For the non-transactional DML BATCH ON $C$ LIMIT $N$ DELETE FROM ... WHERE $P$, $C$ is the column used for dividing, $N$ is the batch size, and $P$ is the filter condition.

According to the filter condition $P$ of the original statement and the specified column $C$ for dividing, TiDB queries all $C$ that satisfy $P$ . TiDB sorts these $C$ into groups $B_1 \dots B_k$ according to $N$ . For each of all $B_i$ , TiDB keeps its first and last $C$ as $S_i$ and $E_i$ . The query statement executed in this step can be viewed through DRY RUN QUERY.
The data involved in $B_i$ is a subset that satisfies $P_i$ : $C$ BETWEEN $S_i$ AND $E_i$ . You can use $P_i$ to narrow down the range of data that each batch needs to process.
For $B_i$ , TiDB embeds the above condition into the WHERE condition of the original statement, which makes it WHERE ( $P_i$ ) AND ( $P$ ). The execution result of this step can be viewed through DRY RUN.
For all batches, execute new statements in sequence. The errors for each grouping are collected and combined, and returned as the result of the entire non-transactional DML statement after all groupings are complete.

Comparison with batch-dml

batch-dml is a mechanism for splitting a transaction into multiple transaction commits during the execution of a DML statement.

Note

It is not recommended to use batch-dml which has been deprecated. When the batch-dml feature is not properly used, there is a risk of data index inconsistency.

Non-transactional DML statements are not yet a replacement for all batch-dml usage scenarios. Their main differences are as follows:

Performance: When the dividing column is efficient, the performance of non-transactional DML statements is close to that of batch-dml. When the dividing column is less efficient, the performance of non-transactional DML statements is significantly lower than that of batch-dml.
Stability: batch-dml is prone to data index inconsistencies due to improper use. Non-transactional DML statements do not cause data index inconsistencies. However, when used improperly, non-transactional DML statements are not equivalent to the original statements, and the applications might observe unexpected behavior. See the common issues section for details.

Common issues

The actual batch size is not the same as the specified batch size

During the execution of a non-transactional DML statement, the size of data to be processed in the last batch might be smaller than the specified batch size.

When duplicated values exist in the dividing column, each batch will contain all the duplicated values of the last element of the dividing column in this batch.
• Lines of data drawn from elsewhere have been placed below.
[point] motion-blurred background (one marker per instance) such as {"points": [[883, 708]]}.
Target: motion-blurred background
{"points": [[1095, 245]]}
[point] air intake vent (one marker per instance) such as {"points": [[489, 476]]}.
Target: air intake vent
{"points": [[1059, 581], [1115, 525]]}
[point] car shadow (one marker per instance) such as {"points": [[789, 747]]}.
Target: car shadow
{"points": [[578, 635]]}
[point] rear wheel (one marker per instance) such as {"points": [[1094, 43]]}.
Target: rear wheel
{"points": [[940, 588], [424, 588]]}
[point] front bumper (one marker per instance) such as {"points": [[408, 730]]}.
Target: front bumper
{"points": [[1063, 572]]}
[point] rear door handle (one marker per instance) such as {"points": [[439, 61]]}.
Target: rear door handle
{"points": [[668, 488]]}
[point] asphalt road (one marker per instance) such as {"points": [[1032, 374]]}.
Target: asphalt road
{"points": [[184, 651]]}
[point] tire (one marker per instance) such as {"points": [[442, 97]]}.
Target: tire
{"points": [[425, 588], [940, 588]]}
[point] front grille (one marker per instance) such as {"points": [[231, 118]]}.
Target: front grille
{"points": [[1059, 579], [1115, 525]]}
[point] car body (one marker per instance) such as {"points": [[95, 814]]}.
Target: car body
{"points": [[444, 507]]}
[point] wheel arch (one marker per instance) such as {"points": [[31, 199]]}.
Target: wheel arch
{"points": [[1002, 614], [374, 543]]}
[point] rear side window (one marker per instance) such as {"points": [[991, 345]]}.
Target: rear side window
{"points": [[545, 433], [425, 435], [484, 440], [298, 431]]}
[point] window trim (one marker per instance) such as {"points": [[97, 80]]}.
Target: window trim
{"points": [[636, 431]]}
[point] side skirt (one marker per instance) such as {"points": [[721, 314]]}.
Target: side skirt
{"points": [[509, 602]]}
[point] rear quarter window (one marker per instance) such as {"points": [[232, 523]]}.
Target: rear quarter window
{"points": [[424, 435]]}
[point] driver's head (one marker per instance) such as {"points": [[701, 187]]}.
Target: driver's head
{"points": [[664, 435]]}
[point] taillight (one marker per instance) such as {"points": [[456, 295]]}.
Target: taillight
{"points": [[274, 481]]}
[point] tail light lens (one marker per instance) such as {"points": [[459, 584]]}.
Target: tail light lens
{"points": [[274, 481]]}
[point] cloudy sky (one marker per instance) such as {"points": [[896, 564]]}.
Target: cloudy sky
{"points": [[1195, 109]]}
Therefore, the number of rows in this batch might be greater than the specified batch size.

In addition, when other concurrent writes occur, the number of rows processed in each batch might be different from the specified batch size.

The `Failed to restore the delete statement, probably because of unsupported type of the shard column` error occurs during execution

The dividing column does not support ENUM, BIT, SET, JSON types. Try to specify a new dividing column. It is recommended to use an integer or string type column.

If the error occurs when the selected dividing column is not one of these unsupported types, contact PingCAP technical support.

Non-transactional `DELETE` has "exceptional" behavior that is not equivalent to ordinary `DELETE`

A non-transactional DML statement is not equivalent to the original form of this DML statement, which might have the following reasons:

There are other concurrent writes.
The non-transactional DML statement modifies a value that the statement itself will read.
The SQL statement executed in each batch might cause a different execution plan and expression calculation order because the WHERE condition is changed. Therefore, the execution result might be different from the original statement.
The DML statements contain non-deterministic operations.

MySQL compatibility

Non-transactional statements are TiDB-specific and are not compatible with MySQL.